The economic deterioration has been “even more pronounced” than previously forecast as private-sector retrenchment is made worse by fiscal consolidation and a “dysfunctional” financial system, the London-based research group said a quarterly report published today. Osborne will borrow 12.5 billion pounds ($19.5 billion) more than planned in the year through March 2013, Niesr said.

“All these factors will be a major drag on economic performance,” Simon Kirby, an economist at the institute, said in an interview. “The major problem in the U.K. economy is a lack of demand and the government can do things to boost demand.”

Osborne says he will resist the “siren calls” to borrow more money to underpin the economy, saying investors would turn on the U.K. in an echo of the pressures experienced by euro-area countries such as Spain. Standard & Poor’s last week reaffirmed Britain’s top credit rating despite the economy contracting for a third straight quarter between April and June.

Niesr had previously forecast no change in output this year. The institute, which has called for Osborne to loosen the fiscal stance by up to 2 percent of gross domestic product to help create up to 200,000 jobs, said the economy will grow by 1.3 percent in 2013, below a previous 2 percent forecast.
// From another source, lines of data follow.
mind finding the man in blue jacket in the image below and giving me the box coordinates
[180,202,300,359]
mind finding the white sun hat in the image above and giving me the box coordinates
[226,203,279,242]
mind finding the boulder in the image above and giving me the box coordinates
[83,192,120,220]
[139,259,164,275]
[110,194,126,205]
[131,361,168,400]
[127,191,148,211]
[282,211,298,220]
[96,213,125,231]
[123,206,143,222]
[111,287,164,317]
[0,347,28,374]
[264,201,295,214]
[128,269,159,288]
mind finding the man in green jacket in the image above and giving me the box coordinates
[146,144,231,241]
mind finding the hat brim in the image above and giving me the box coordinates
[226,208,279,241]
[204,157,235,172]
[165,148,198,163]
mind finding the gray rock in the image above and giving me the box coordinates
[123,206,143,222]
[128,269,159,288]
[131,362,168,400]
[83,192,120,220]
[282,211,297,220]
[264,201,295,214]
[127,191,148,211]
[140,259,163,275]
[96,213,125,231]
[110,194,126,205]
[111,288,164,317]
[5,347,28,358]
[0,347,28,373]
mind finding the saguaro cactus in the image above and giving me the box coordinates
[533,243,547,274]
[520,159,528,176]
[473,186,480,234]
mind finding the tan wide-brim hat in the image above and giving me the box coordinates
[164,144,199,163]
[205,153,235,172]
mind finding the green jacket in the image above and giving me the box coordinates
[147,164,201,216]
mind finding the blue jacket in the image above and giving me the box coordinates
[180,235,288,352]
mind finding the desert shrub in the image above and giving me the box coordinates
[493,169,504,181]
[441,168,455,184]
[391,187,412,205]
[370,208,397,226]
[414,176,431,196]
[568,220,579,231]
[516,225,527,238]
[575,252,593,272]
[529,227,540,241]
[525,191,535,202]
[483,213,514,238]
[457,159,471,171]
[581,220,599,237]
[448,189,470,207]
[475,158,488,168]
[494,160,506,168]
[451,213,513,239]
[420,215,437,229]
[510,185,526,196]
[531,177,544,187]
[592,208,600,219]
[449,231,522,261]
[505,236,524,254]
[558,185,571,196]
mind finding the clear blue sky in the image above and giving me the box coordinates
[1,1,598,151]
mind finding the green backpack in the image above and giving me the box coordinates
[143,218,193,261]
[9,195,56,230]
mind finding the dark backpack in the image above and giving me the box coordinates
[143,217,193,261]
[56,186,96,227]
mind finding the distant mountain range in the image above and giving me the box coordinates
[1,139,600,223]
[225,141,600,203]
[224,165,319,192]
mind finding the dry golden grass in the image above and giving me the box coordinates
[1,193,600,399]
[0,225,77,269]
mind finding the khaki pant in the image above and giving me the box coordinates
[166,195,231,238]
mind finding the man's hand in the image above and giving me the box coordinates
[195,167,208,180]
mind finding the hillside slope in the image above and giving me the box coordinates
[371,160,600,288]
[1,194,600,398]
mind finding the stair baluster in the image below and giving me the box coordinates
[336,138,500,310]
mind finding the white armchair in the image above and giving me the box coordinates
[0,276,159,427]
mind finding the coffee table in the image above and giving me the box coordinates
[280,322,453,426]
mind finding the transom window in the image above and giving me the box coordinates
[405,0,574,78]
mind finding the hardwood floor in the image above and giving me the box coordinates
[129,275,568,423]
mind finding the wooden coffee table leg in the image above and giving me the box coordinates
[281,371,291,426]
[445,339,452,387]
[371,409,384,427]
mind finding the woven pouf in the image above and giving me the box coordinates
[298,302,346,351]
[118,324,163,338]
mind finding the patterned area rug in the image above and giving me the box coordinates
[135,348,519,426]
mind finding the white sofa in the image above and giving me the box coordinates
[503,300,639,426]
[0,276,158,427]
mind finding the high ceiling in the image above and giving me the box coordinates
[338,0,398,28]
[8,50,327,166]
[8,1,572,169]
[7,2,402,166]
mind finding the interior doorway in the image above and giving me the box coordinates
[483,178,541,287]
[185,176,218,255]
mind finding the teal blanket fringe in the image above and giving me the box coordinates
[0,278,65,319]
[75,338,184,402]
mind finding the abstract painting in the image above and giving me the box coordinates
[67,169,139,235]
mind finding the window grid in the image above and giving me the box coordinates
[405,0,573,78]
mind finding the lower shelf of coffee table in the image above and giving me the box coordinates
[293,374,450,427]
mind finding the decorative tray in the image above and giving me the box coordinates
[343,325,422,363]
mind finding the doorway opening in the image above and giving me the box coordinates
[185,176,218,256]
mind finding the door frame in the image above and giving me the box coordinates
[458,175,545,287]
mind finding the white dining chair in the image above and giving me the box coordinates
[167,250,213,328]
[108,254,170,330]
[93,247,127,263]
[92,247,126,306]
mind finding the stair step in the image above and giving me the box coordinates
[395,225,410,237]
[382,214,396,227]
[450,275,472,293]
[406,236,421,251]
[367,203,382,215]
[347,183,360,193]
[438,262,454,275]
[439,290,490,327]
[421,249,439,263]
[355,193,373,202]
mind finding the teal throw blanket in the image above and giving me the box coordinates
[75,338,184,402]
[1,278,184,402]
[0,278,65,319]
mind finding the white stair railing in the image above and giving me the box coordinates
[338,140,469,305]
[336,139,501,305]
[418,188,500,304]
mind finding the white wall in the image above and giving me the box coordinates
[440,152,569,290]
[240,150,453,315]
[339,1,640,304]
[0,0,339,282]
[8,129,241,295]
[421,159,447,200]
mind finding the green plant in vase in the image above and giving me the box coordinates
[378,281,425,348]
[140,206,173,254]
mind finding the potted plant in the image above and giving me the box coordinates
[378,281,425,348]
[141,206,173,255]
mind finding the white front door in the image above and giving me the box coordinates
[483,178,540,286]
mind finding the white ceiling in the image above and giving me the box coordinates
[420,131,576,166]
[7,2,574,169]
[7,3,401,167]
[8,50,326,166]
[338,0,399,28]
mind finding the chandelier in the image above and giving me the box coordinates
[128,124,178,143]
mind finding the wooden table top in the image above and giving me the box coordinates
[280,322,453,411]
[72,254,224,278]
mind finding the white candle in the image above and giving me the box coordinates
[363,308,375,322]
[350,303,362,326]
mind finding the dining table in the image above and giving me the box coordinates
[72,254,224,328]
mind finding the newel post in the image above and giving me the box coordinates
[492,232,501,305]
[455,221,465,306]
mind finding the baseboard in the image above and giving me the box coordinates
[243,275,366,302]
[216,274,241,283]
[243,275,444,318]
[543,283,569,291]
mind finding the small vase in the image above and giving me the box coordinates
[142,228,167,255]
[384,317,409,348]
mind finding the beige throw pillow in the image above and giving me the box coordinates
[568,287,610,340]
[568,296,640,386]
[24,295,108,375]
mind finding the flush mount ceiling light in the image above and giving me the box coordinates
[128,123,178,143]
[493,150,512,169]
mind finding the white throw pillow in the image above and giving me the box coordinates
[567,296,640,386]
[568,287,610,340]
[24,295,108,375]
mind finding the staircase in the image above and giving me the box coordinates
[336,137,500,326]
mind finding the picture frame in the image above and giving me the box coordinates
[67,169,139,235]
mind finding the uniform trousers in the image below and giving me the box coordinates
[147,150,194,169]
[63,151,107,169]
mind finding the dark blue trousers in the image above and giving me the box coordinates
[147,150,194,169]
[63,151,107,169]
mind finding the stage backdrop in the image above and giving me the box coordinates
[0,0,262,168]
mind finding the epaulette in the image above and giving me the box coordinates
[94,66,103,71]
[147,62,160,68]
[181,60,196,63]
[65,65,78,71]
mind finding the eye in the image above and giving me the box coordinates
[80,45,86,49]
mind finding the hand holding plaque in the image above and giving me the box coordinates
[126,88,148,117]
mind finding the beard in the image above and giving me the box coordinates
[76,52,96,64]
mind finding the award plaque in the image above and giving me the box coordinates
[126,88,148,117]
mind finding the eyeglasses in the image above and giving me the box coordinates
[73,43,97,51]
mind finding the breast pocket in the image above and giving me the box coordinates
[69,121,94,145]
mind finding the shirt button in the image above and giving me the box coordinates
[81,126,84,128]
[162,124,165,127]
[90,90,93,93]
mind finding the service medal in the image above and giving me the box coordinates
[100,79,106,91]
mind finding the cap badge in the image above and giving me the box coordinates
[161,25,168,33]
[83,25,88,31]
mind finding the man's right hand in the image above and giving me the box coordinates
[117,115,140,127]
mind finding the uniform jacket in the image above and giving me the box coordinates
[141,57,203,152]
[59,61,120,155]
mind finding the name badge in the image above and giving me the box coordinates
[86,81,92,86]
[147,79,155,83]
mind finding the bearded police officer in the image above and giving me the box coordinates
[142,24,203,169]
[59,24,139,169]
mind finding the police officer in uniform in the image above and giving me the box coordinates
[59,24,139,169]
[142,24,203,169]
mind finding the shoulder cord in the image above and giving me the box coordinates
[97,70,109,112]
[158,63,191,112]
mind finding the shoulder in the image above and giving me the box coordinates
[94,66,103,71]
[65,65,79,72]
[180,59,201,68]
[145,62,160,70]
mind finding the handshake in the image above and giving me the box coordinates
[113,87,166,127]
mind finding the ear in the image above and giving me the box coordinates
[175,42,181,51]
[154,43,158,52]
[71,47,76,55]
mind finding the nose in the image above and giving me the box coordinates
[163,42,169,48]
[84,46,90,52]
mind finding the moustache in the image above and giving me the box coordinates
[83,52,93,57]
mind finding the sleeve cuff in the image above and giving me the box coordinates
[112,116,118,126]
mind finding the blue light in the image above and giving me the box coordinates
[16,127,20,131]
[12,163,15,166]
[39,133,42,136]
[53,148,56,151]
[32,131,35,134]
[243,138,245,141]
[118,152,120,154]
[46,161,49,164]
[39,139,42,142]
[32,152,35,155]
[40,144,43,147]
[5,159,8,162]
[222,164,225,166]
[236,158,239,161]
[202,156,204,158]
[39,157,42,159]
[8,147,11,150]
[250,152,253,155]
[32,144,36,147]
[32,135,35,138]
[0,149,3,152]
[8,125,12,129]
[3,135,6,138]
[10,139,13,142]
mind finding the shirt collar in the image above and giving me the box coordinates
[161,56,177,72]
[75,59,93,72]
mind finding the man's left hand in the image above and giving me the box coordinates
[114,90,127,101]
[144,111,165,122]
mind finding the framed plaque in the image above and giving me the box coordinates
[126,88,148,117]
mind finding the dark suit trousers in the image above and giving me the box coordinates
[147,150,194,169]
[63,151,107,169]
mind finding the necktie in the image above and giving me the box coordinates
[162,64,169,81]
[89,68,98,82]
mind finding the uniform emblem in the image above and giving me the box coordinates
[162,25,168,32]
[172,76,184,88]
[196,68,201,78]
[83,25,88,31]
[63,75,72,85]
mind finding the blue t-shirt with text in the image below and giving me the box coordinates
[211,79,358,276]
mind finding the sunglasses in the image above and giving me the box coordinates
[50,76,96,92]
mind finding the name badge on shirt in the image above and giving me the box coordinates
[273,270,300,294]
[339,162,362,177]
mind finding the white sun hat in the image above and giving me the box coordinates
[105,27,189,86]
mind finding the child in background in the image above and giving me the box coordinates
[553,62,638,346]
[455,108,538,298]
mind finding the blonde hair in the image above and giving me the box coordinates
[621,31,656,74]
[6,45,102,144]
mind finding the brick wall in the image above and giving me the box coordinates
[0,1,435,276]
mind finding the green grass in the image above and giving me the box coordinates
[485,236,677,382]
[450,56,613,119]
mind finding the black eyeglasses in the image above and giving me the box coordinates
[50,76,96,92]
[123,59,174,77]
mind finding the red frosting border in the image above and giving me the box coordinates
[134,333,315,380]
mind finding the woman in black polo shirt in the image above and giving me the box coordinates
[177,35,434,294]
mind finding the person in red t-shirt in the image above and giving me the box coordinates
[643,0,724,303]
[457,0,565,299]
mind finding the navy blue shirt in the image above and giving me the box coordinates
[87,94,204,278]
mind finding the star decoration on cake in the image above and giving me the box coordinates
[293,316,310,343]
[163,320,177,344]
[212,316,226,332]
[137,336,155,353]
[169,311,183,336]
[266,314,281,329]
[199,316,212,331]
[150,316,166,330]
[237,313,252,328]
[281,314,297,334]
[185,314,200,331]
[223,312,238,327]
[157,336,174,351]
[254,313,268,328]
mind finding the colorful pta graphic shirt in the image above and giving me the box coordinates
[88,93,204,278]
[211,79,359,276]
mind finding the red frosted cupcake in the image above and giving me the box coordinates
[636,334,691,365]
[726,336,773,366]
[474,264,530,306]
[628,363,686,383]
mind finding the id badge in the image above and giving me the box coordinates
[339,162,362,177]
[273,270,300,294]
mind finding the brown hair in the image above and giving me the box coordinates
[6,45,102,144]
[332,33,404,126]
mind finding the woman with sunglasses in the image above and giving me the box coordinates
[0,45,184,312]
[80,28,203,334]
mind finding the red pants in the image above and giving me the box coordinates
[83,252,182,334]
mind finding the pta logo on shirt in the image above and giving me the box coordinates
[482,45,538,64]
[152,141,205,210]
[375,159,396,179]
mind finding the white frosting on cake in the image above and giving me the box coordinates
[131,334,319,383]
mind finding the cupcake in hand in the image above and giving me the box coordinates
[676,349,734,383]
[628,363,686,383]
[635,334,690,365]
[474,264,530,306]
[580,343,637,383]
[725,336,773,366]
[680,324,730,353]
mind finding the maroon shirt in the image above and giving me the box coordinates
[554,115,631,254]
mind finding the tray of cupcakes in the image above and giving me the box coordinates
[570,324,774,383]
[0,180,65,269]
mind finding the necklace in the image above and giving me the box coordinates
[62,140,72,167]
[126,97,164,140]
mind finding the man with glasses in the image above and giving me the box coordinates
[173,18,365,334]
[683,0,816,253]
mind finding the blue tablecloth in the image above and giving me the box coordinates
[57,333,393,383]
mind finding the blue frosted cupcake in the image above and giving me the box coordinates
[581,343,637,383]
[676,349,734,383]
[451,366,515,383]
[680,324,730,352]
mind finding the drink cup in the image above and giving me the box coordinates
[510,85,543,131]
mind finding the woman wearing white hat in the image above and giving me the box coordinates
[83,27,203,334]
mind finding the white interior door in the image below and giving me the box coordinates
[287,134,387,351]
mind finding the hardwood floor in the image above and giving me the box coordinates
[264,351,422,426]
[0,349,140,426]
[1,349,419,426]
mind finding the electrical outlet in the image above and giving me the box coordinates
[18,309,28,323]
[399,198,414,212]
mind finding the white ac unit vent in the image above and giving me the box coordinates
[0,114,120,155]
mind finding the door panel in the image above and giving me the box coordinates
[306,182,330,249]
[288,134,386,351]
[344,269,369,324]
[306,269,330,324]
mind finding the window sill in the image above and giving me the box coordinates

Osborne’s 2010 austerity program, which was extended for two years to 2017 in November, envisaged that the economy would be growing by 2.8 percent this year. Instead, it is 0.9 percent smaller than in the third quarter of 2010, shortly after Prime Minister David Cameron’s Conservative-led coalition took office.

Tax Shortfall

A shortfall in tax revenue caused by the recession has led many economists to doubt that Osborne can meet his goal of cutting the deficit to 120 billion pounds this fiscal year.

Cameron’s assertion that Europe’s debt turmoil is largely to blame for the economic malaise has been called into question by some economists and the opposition Labour Party, which argues the government is trying to cut the deficit too quickly.

Kirby said a slump in consumer spending, reflected in lower imports, will hurt the economy this year, while weaker exports to the U.S. and the euro area will act as a drag in 2013.

Niesr published research carried out with the London School of Economics and Political Science that estimates output would be 239 billion pounds higher by 2021 if Osborne’s austerity plan had been delayed by three years.

“We would be seeing a small amount of growth rather contraction,” said Kirby.

Niesr said the government needs to do more to fix the financial system and, while it welcomed initiatives like the Funding for Lending program that began this week, a piecemeal approach would not be enough to return credit conditions to normal.

The Bank of England yesterday maintained its bond-buying program at 375 billion pounds as policy makers wait to assess the outlook for the latest stimulus and their new lending program.